RveRNet

Official implementation of RveRNet

The structure of the proposed RveRNet

We used the robust SAM foundation model to segment the ROI of input images. Then, we processed the images to produce complementary cut-out pairs that were used as inputs for both the ROI and extra-ROI modules. The ROI and extra-ROI modules can have different architectures that encode different inductive biases.

We trained and evaluated our proposed RveRNet on the preprocessed FoodSeg103 dataset. To quantify the advantage of our proposed model’s architectures’ unique inductive biases, we avoided selecting a dataset that was too large for fine-tuning. Preprocessing the selected dataset created complementary cut-out images that masked the ROIs and were input into the extra-ROI module while the ROI images were input into the ROI module.

In addition, to determine the degree to which the extra-ROI module in RveRNet enhanced the classification performance of ambiguous foods, we added images of ketchup and chili paste either photographed or collected from the internet, to the dataset. There were 69 ketchup and 72 chili paste train images and 38 ketchup and 34 chili paste test images. Thus, 18,320 train images and 7,769 test images across 105 categories were used in this study.

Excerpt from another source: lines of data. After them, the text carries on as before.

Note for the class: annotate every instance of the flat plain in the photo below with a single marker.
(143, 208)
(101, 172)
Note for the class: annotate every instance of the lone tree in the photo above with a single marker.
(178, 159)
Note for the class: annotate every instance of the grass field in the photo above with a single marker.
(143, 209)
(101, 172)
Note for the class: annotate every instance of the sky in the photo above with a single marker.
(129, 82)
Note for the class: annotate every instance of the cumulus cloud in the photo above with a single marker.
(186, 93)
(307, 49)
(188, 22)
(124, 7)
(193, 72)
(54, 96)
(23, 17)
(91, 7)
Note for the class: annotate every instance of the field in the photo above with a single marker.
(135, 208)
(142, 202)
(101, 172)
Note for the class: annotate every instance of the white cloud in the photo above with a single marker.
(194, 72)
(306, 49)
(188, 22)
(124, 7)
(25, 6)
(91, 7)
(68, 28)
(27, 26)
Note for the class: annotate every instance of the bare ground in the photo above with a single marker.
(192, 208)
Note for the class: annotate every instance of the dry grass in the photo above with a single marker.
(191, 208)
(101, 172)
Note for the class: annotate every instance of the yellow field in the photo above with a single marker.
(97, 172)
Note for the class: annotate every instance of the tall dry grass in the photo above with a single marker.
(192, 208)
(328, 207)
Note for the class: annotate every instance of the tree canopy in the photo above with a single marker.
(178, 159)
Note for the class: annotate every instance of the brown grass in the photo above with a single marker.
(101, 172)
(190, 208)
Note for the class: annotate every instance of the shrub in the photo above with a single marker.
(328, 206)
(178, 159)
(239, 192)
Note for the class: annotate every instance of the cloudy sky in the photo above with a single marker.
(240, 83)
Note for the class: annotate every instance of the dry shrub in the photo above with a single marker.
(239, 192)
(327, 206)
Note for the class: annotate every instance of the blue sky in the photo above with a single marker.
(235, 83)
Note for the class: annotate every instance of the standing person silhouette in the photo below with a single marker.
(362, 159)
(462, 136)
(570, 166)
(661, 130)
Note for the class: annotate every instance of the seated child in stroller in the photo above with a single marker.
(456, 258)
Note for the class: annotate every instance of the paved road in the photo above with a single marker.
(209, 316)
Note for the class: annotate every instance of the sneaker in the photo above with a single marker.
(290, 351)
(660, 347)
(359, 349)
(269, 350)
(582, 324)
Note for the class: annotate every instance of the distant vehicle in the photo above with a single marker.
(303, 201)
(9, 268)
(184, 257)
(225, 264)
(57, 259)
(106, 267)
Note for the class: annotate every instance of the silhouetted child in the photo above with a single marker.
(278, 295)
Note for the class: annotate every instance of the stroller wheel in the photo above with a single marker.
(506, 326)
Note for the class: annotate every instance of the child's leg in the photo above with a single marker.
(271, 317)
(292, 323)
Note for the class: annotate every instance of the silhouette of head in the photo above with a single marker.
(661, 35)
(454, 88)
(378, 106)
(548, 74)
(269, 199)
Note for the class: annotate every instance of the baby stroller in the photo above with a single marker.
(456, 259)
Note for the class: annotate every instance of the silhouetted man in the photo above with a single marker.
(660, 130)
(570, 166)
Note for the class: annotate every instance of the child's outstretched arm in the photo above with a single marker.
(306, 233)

Unless otherwise specified, the train image dimensions were $224\times 224$ pixels . The off-the-shelf MobileNetV2, ViT, DeiT, DeiT-distill, and MLP-Mixer models were pre-trained on ImageNet-1K for each RveRNet module. We optimized the proposed model’s parameters using the Adam optimizer, a linear warm-up, and a cosine learning rate decay scheduler. We applied a random horizontal flip to a train set with a 50$%$ probability. The training batches contained 50 images and had an initial learning rate of $4\times 10^{-3}$. Top-1 accuracy and F1 scores on the test set were calculated for models, which were fine-tuned over 30 epochs using one NVIDIA A100 GPU in Google Colaboratory Pro.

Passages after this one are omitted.